With that he paused for a moment, looking out through my window at a patch of sky. Then he continued:
“Some slaves come along—my uncle had some fifteen or twenty of them—taking a cart to the barn; they are followed by a pack of little children, one of whom stops to greet me and says that they will be playing hide-and-seek in the woods and asks if I want to come along. But I’m into my book and much enjoying its tales of the knights of olden days when I notice the green and curious-looking head of a centipede peeking at me; he’s crawled up the spine of the book and seems intent on exploring the valley between the pages. He’s a cute fellow, and I jiggle him onto the palm of my hand and set him down, gently as possible, among the blades of grass and watch him go off to wherever such creatures wander. My good deed—for some boys would have killed it for fun—makes me feel virtuous and at one with nature. Then I’m back into my idyll and am reading some more when I hear a purring: One of the yard cats, a calico, has for some reason decided to accompany me and lies down by my side, happily licking his paws, his ears moving like antennae whenever he hears a bird chirping in trees. I pet him a few times, scratch the fat part of fur under his neck, and he’s purring even more loudly, then I make the mistake of scratching at his belly, which he doesn’t like, and suddenly he bounds away. I eat a piece of licorice and am chewing it happily when Henry comes back and decides he wants to play the Indian with me. Whooping, he puts his arms around my neck and starts slapping the top of my head as though it were a tom-tom, and we wrestle around for a bit, both of us giggling. Then I read to him for a spell, and a drowsy feeling comes over him, and the next thing I know he’s asleep, his head settled against my shoulder, his breathing ever so quiet and gentle-like. It’s just then that I hear the mantel clock chime, ringing in the hour of four.”
He then pulled a cigar from his jacket, lit it, and said: “And that’s just from a single hour, and even if I’m mixing up a bit of the details, for they come back to me in a scramble, I am certain my recollection is true.”
THAT NEXT FRIDAY EVENING Stanley and Mr.
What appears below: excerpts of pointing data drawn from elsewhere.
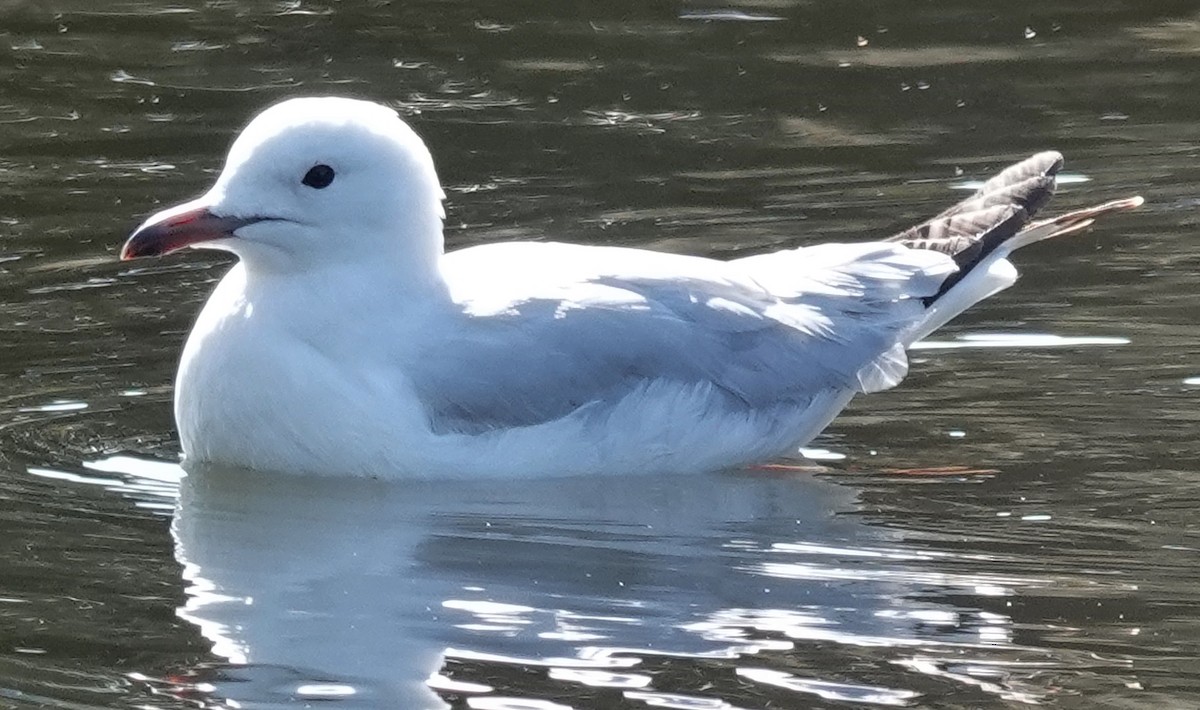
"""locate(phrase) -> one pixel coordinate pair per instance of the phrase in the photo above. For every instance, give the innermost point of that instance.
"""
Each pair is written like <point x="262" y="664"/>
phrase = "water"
<point x="1014" y="525"/>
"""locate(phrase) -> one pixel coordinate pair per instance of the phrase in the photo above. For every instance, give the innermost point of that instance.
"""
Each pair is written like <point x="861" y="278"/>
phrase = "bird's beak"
<point x="180" y="227"/>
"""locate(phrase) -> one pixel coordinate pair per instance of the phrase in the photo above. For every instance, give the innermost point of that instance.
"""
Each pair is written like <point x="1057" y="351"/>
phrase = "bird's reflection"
<point x="359" y="590"/>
Clemens appeared together at the Garrick Club in Covent Garden, where a great many persons had arrived for the occasion. In the afternoon Stanley had prepared a little introductory speech for his dear American friend. He had jotted down notes and paced about his study in a state of apprehension, a
s he hated the idea of his words seeming like something sloughed off. And he seemed anxious about his stage bearing. Though I had reminded him that he would be at the podium for only a few minutes, he seemed very aware of Clemens’s power and wished to do him justice.
Indeed they were a study in contrasting styles—my husband preferring to make quite deliberate, long, rehearsed statements and Clemens relying upon an improvised and colloquial manner of speaking. It was in that realm that Henry envied Mr. Clemens, for in his persona as Mark Twain, he always displayed a lively sense of humor, a quality that my husband perhaps wished he had himself. For all his virtues of character, and despite his prolific writings and the grandeur of his accomplishments, he was ill at ease in public settings. Giving speeches had never come easily to him: He suffered from a kind of stage fright, and though he was very much a man of action, afraid of few things, he was an awkward and self-conscious speaker—stiff and overly formal, some would say. But Clemens knew how to work a crowd: While he spoke privately of his weariness with tours and public events, he approached his presentations with the aplomb and confidence of a seasoned stage actor. His charismatic qualities and funny way with words, which he translated successfully into the warmth of his prose and language onstage, constituted the greatest advantage that Clemens had over my husband in the public arena.